Have emerging markets bottomed out? Emerging economies have yet to report the impact from higher rates and currency falls, which could prompt a further loss of investor confidence and fuel a feedback loop
August 30, 2013 Leave a comment
August 29, 2013 6:53 pm
Have emerging markets bottomed out?
By James Mackintosh
Impact from higher rates and currency falls yet to be reported
There’s an easy way to spot a true deep-value investment. It’s the position you would be embarrassed to present to the investment committee, and definitely would not recommend to a friend. Ideally, clicking to confirm the purchase should make you feel physically sick. Emerging markets (EM) are not one of those screaming bargains. Still, on Thursday they rallied strongly as government intervention in India and a rate rise in Indonesia prompted short-covering in the rupee and rupiah. Both jumped more than 3 per cent, the biggest rise in the rupee in a decade. The question is whether EM have now bottomed out. The recent speed of the fall in the rupee certainly suggests fear. Yet, investors remain ready to search for good value. Serious panic has not set in, and falls in equities, currencies or bonds, while big, are much smaller than in proper crises. EM equities have not even had a one-fifth fall from their peak this year. In dollar terms they are off 16 per cent; in local currency shares are down less than a tenth. But in relative terms EM shares look a steal. They have lagged behind developed market shares in the past three years in a way reminiscent of the aftermath of Lehman’s collapse, the 1997 Asian crisis or the reaction to the 1994 US rate hikes.
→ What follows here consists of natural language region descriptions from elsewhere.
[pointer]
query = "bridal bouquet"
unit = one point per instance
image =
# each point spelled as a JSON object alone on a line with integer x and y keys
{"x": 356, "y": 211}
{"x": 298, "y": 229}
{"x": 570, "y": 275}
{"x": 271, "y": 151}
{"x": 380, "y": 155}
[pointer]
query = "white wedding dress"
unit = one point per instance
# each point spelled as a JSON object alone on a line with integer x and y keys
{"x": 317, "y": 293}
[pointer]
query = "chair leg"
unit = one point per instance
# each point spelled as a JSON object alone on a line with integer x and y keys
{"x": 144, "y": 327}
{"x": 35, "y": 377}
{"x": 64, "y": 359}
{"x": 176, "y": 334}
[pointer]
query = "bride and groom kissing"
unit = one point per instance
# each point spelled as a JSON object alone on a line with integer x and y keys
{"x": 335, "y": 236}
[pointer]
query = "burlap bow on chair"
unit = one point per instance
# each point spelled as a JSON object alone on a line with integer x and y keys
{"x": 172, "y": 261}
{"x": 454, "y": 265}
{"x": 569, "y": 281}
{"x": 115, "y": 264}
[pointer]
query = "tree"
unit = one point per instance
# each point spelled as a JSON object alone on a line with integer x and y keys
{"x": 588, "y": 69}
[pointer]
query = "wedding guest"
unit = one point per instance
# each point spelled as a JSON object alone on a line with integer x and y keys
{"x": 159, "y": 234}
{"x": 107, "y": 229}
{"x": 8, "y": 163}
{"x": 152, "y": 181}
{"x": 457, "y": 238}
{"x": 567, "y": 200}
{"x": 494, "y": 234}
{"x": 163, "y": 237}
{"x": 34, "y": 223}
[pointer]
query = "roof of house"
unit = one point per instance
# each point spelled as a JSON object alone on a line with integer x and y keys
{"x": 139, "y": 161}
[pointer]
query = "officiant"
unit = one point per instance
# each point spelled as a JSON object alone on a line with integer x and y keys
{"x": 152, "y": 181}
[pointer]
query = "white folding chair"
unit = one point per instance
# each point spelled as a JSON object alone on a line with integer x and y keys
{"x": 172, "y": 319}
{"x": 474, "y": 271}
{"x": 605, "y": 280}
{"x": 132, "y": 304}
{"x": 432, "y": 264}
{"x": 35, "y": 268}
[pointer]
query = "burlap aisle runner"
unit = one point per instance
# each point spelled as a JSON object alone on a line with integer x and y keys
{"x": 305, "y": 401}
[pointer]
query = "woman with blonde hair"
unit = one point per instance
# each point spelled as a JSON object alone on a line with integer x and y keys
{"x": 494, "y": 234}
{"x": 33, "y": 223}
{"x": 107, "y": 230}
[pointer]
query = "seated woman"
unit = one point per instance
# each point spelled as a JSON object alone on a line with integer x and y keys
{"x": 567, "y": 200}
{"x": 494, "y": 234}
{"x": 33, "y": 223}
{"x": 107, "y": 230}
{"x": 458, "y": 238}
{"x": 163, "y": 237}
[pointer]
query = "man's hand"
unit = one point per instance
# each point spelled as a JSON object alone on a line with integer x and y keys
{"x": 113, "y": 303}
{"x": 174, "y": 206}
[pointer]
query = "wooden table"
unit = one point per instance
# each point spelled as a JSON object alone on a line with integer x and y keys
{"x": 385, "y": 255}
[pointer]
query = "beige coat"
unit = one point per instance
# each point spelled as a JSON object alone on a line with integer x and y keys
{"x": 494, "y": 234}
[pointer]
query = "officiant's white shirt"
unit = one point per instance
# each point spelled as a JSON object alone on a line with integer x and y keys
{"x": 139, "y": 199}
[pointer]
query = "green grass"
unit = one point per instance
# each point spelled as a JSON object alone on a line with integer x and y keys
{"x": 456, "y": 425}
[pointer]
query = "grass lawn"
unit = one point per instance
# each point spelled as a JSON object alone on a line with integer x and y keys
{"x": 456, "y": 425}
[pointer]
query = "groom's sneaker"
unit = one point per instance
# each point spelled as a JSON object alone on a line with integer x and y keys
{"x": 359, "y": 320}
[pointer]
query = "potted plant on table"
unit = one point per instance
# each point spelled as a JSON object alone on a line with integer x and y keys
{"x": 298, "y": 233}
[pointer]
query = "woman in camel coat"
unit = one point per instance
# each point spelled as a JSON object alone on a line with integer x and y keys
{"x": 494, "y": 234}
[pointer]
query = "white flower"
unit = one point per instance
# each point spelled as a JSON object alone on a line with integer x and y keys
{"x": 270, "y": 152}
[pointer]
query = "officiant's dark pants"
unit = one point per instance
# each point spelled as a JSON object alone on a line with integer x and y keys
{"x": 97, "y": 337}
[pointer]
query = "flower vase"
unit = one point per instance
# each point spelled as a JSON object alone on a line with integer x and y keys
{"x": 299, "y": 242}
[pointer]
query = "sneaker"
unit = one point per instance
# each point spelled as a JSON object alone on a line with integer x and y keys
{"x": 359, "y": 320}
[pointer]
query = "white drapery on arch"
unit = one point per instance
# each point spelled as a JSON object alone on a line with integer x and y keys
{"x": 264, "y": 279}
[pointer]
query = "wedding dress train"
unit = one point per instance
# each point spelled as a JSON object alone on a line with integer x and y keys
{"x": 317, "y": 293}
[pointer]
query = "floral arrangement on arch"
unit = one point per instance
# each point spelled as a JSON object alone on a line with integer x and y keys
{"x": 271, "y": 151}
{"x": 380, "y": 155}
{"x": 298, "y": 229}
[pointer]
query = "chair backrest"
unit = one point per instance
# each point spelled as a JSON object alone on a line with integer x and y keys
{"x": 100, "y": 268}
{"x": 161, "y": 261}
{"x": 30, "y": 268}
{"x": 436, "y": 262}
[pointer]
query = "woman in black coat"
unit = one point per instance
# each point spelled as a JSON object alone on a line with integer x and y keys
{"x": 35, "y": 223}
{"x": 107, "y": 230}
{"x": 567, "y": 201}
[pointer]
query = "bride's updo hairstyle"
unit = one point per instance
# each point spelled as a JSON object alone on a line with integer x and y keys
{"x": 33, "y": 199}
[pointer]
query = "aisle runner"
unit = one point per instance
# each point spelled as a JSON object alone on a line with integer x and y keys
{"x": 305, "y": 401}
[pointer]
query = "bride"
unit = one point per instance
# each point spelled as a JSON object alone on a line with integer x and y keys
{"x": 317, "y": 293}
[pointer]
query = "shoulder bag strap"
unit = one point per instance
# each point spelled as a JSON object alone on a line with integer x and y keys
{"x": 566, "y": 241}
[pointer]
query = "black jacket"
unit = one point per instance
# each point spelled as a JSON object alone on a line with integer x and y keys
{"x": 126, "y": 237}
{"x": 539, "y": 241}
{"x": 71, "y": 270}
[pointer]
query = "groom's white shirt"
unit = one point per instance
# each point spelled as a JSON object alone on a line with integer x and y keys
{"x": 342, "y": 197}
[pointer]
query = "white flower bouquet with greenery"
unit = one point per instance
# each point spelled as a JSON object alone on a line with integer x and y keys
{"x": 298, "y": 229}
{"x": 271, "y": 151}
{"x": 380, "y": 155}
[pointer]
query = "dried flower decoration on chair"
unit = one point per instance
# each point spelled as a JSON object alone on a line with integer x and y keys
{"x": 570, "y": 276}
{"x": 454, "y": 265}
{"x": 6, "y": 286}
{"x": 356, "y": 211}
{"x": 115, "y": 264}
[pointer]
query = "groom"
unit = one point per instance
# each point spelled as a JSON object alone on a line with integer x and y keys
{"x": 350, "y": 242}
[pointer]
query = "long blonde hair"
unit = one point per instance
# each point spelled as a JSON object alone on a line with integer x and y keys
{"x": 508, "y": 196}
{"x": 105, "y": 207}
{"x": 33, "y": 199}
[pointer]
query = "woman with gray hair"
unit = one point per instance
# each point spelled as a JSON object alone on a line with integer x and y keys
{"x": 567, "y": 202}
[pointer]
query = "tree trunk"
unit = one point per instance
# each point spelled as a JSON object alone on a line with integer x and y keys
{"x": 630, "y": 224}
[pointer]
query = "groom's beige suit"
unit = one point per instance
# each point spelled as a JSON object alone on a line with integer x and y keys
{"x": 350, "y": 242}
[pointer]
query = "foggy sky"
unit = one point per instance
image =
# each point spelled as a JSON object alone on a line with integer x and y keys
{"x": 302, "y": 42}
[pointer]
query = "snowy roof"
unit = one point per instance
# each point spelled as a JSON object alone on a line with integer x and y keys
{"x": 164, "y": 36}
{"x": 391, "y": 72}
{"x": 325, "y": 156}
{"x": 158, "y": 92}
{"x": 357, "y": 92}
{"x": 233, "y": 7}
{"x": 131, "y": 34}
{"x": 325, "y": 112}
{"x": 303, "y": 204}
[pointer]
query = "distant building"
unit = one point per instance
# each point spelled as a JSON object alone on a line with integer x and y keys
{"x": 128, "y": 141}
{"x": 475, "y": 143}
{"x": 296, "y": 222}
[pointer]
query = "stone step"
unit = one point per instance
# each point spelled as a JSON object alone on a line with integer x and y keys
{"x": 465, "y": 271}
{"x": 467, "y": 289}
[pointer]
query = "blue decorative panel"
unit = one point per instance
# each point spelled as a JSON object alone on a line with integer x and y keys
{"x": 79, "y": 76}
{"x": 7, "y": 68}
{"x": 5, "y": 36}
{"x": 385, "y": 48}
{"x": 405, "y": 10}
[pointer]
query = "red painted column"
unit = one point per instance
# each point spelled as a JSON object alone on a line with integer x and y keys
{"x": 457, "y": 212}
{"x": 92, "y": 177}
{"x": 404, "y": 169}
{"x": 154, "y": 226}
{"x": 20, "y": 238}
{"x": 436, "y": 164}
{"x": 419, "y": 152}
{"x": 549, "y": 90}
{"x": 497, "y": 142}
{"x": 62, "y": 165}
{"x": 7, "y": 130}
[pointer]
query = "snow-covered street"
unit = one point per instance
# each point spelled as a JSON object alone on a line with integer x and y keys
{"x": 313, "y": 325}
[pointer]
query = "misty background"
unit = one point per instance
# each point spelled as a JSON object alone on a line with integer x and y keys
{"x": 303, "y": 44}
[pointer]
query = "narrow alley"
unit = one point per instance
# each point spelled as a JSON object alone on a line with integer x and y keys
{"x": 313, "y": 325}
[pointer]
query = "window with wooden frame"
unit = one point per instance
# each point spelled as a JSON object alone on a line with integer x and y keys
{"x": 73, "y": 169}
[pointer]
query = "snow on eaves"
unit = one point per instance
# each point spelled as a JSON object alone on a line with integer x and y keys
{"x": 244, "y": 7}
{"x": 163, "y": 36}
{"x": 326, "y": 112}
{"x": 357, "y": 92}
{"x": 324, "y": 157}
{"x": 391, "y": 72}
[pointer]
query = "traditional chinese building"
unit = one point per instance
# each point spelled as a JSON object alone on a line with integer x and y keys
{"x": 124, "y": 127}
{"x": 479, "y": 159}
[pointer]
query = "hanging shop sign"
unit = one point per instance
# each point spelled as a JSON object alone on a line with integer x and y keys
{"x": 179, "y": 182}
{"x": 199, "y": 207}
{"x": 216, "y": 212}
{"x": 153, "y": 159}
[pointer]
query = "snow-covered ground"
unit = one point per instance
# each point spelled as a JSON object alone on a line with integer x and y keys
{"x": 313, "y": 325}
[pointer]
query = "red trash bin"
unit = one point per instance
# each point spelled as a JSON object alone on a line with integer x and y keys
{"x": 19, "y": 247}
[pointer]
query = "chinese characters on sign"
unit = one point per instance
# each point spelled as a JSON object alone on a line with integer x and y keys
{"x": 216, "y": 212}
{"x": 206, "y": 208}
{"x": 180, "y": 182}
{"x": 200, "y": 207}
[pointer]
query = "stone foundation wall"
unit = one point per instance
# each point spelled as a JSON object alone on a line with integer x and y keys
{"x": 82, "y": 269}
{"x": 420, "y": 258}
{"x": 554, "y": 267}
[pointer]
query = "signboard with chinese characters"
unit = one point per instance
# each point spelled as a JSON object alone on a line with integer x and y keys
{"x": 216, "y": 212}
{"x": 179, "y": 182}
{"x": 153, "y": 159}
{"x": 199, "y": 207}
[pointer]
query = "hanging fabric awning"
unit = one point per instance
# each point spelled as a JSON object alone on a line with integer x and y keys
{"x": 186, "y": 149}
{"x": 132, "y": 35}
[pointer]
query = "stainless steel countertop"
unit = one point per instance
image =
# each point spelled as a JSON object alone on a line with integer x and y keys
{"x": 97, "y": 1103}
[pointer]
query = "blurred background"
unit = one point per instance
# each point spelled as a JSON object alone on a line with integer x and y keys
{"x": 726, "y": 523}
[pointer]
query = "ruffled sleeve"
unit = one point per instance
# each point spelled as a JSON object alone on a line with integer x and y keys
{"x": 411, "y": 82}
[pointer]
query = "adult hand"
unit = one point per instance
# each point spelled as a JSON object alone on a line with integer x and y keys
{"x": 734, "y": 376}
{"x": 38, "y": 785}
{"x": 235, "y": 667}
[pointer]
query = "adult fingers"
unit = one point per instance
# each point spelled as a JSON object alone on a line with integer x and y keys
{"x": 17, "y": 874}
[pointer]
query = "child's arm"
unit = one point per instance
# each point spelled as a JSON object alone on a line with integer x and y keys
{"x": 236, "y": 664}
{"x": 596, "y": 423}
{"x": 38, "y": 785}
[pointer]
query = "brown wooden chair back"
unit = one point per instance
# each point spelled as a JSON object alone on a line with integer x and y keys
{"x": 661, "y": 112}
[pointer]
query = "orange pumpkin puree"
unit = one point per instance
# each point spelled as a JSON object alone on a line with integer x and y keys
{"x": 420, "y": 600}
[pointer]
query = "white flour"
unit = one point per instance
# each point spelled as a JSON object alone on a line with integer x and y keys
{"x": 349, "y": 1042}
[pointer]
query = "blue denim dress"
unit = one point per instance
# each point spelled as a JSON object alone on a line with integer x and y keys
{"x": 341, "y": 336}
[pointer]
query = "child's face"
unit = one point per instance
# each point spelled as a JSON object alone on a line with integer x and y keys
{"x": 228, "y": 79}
The valuation discount to developed markets has not been as big since 2005 (on price to book value) or 2006 (for price to forward earnings). EM governments’ willingness to use up currency reserves might support the growing voices suggesting that now is the time to buy. But emerging economies have yet to report the impact from higher rates and currency falls, which could prompt a further loss of investor confidence and fuel a feedback loop. A pause in the selling would give EMs a chance to show they can fix entrenched economic problems. Without that, bulls can only hope global recovery gives EM economies a lift – or watch them become a true value play.